The Resurrection of the Messiah
, by Christopher Bryan. Oxford University Press (New York, 2011). 456 pp., $39.95 HB.
The Resurrection of the Messiah, by Christopher Bryan may be the best book on this topic that this reviewer has ever read.
Bryan manages his material in three parts. In the first part he presents the setting or the context for studying resurrection, namely, Israel’s hope and death and afterlife in the Greco-Roman world. The Christian claim, according to Bryan, is that of a “transformed physicality, a transformed physicality that [Jesus’ followers] perceived in terms of Jewish resurrection belief and Jewish eschatological hope.”
The second part of the book presents the witnesses, specifically Paul, Mark, Matthew, Luke, and John. Here, Bryan carefully exegetes the biblical passages pertaining to Jesus’ death, burial, resurrection, and appearances.
Bryan questions the witnesses in part three. Here, he draws conclusions and ties those into Christian doctrine.
The 432-page book consists of 234 pages of text and 198 pages of notes, bibliography, and indices. Particularly helpful in the notes section is the page header which indicates the pages of the text to which the notes refer.
A Land More Kind Than Home (NY: HarperCollins, 2012) is Wiley Cash’s first novel, and it is an outstanding creative work of fiction. Cash, who teaches English at Bethany College and lives with his wife in West Virginia, first introduces the character of Adelaide Lyle, who narrates the moving and renaming of her church.
She writes: “The name of our congregation got changed. . . , from French Broad Church of Christ to River Road Church of Christ in Signs Following. Under that new sign, right out there by the road, [Carson] Chambliss lettered the words, ‘Mark 16:17-18’ in black paint, and that was just about all he felt led to preach on too, and that’s why I had to do what I done. I’d seen enough, too much, and it was my time to go.”
After having Lyle tell the story from her point of view, Cash introduces Jess Hall.
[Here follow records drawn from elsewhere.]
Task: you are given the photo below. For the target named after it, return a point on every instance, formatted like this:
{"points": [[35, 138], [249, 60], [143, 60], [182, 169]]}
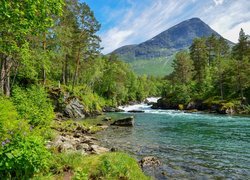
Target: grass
{"points": [[115, 165], [156, 67]]}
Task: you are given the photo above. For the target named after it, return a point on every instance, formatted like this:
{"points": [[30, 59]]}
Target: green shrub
{"points": [[106, 166], [91, 101], [22, 150], [33, 105]]}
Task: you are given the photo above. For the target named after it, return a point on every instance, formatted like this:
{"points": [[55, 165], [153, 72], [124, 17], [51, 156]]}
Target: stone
{"points": [[82, 146], [74, 109], [95, 149], [112, 109], [136, 111], [150, 161], [128, 121], [107, 119]]}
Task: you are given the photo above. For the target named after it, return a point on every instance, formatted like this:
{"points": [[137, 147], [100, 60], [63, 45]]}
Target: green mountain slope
{"points": [[153, 57]]}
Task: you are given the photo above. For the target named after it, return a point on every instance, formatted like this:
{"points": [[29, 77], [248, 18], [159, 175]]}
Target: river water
{"points": [[190, 145]]}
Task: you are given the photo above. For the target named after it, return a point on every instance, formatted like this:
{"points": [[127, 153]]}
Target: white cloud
{"points": [[229, 18], [145, 19], [141, 24], [218, 2]]}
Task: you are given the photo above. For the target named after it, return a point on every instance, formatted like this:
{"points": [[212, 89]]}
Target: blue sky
{"points": [[134, 21]]}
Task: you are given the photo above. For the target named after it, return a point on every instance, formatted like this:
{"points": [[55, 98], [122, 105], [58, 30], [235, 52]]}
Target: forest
{"points": [[46, 44]]}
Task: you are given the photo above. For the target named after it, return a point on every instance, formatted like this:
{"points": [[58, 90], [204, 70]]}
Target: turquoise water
{"points": [[193, 146]]}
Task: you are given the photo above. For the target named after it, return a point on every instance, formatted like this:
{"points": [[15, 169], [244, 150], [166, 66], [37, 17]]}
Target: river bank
{"points": [[190, 145]]}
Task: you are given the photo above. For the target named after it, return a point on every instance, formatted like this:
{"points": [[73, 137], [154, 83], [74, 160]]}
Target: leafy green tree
{"points": [[241, 53], [18, 19], [199, 55], [183, 67]]}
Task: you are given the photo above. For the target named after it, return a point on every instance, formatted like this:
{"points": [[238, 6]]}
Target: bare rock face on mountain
{"points": [[154, 56], [168, 42]]}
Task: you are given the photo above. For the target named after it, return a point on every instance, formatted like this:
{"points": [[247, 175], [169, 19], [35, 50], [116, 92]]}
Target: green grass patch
{"points": [[113, 165], [155, 67]]}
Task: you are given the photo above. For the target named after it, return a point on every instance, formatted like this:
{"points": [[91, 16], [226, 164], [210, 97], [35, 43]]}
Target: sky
{"points": [[127, 22]]}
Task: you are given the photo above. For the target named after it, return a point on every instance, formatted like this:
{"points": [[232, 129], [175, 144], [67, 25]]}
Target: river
{"points": [[190, 145]]}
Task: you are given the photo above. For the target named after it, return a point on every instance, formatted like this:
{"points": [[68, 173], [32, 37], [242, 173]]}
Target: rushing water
{"points": [[192, 146]]}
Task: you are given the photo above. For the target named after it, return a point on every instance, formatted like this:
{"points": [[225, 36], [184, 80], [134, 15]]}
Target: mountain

Jess has an older brother, Christopher, called Stump, parents named Ben and Julie, and a grandfather, Jimmy Hall. Jess, about nine years old, also has a playmate named Joe Bill, with whom he shares many adventures.
The reader is then introduced to Clem Barefield, the sheriff of Madison County, North Carolina, whose son, Jeff, was killed in an electrical accident. Jimmy Hall was the foreman of the electrical repair crew when Jeff was electrocuted. Barefield enters the story to investigate what happened to Stump at River Road Church of Christ in Signs Following.
Each major character in the novel has a voice, and each voice comes through loud and clear. Each major character has a past, which the reader learns of directly from the character. To find out what happened to Stump (Christopher) Hall in River Road Church of Christ in Signs Following, the reader must keep listening patiently to the characters as they unravel the story.
“In a galaxy far, far away. . .” there were once two trilogies of Star Wars films. Sex, Politics, and Religion in Star Wars is an anthology of essays edited by Doublas Brode and Leah Deyneka (Lanham, MD: Scarecrow Press, 2012). It is amazing what a 36-year perspective does!
The first Star Wars, Episode IV, “A New Hope,” was released in 1977. Not only was George Lucas’s brainchild a huge box office success, it began a saga whose appeal to the public does not appear to be in any danger of abating.
Individual essays deal with Lucas’s early life and career, the influence of eastern religions on the saga, the Force and its Jedi-Hebraic connection, the presence of Cold War politics, the Strategic Defense Initiative, and lots more.
The essays are easy to read, and they are indexed.